Vorige week
vond in de Nijmeegse bibliotheek de lancering plaats van de debuutroman van
Gerjon Gijsbers. De presentatie begon met een stukje uit de film Buffalo ‘66,
het meesterwerk van Vincent Gallo. Daarna was er muziek. De auteur sloot af met
een voorlezing, waarna je zijn boek kon kopen. Hij signeerde met een
Stanleymes.
Een
Stanleymes en Buffalo ‘66 zijn vaste elementen in de wereld van Luctor, de
hoofdpersoon uit ‘Scheuren in het canvas’. Zijn wereld bestaat verder uit
hartkleppen, DWDD, pompoenen, drank, de zoektocht naar een douchegordijn, het
uitzicht op een kerkhof en de afwezige Laura.
Luctor
woont op een kamer in de oude pastorie. Af en toe waart er een pater rond. Hij
zit op zijn kamer en denkt na. In het eerste deel – Rood - volgt hij een
opleiding tot literatuurwetenschapper. In het dikste gele deel werkt hij voor een geestdodend bedrijf dat medische instrumenten distribueert. In het laatste,
korte blauwe hoofdstuk studeert of werkt Luctor niet meer.
De mooie structuur
van het boek, met veel terugkerende elementen, staat in contrast met het
chaotische leven van Luctor. Hij heeft een afkeer van zijn medemens. Zijn kamer
is een zooitje, net als zijn liefdesleven, voor zover hij dat heeft. Hij is
autistisch genoeg om zich zorgen te maken over het ontbreken van een douchegordijn.

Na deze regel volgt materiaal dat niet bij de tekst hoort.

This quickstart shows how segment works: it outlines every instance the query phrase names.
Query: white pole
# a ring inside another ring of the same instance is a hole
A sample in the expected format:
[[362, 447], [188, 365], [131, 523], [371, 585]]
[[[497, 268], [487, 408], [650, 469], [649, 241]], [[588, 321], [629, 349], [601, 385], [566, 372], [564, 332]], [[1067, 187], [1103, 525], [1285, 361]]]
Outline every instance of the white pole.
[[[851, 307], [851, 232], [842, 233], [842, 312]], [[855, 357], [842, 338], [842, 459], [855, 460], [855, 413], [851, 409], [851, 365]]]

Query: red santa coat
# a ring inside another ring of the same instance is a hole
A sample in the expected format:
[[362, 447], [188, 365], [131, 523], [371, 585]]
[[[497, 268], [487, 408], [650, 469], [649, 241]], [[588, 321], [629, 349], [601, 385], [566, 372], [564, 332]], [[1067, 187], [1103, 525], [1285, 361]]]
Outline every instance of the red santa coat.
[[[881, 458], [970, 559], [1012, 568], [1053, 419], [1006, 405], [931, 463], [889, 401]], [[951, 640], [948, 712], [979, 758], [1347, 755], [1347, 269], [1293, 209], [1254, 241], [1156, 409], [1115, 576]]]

Als een ware Oblomov fantaseert hij op de bank over het doen van boodschappen
of het kopen van een douchegordijn. Het komt er niet van.
Zijn
medestudenten lachen hem uit. De ambtenaar van de sociale dienst ziet weinig
toekomst in hem. Toch zijn er mensen die graag met hem omgaan en met hem willen
afspreken, ook meisjes. Maar wanneer de brutale Denise, studente en
kassamedewerkster, plotseling voor de deur staat slaat hij op de vlucht. Luctor
trekt louter gekken aan, waar hij vervolgens afstand van wil nemen. Zijn bespiegelingen
over de mensheid zijn geestig.
“Dat had
Luctor altijd een van de grootste raadsels van de schepping gevonden. Dat een
gigantisch ras als de steppemammoet, die op een dieet van gezonde voeding en
genoeg slaap zwaarder kon worden dan een Tyrannosaurus, het wist te
presteren om uit te sterven, terwijl nietige wezens met een voorkeur voor het
nuttigen van verslavende rotzooi en het bezigen van verkleinwoordjes zich
redelijk ongeschonden een weg door de geschiedenis baanden en vele tijdperken
later op slecht georganiseerde feestjes een eigen versie van Hermes House Bands
’I will survive’ stonden te kokhalzen. Het leek Luctor evident dat alles van
enig gewicht geen bestaansrecht had en gedoemd was om zo spoedig mogelijk vernietigd
te worden.”
Het is een
wonder dat Luctor het zolang volhoudt op de werkvloer. Zijn collega’s lijken
allemaal krankzinnig. “Hoe langer hij werkzaam was in dit bedrijf, dat leek te
bestaan bij de gratie van de menselijke waanzin, hoe meer hij ervan overtuigd
raakte dat hij deel uitmaakte van een luchtmacht volkomen gedesoriënteerde
vliegeniers die allemaal een oorlog uitvochten die zich enkel in hun eigen hoofd
voltrok.”
Zelf draait
hij langzaam door. Met een Stanleymes bewerkt hij de vloer van een koelcel. Een
interimmanager die hem dit op camerabeelden ziet doen windt zich enorm op. Hij
snijdt namelijk naar zich toe, waarmee hij zichzelf in gevaar brengt. Je moet
van je af snijden. De manager maakt hieruit op dat Luctor volledig verknipt is.
“Wat is het nu, dacht Luctor, vol of ledig? Maak eens een keuze mens.”
Aan het
eind van het boek staat Luctor er alleen voor. Hij is alles kwijt. Hij ligt op
zijn bed. “Er werd op de deur gebonsd. Ik sloot snel de gordijnen. Mogelijk was
er een buitenwereld. Je wist het niet.” Verschillende werkelijkheden beginnen
door elkaar te lopen. Overal ziet hij Laura opdoemen. Fantaseert hij? Loopt dit
verhaal werkelijk goed af? Je weet het niet.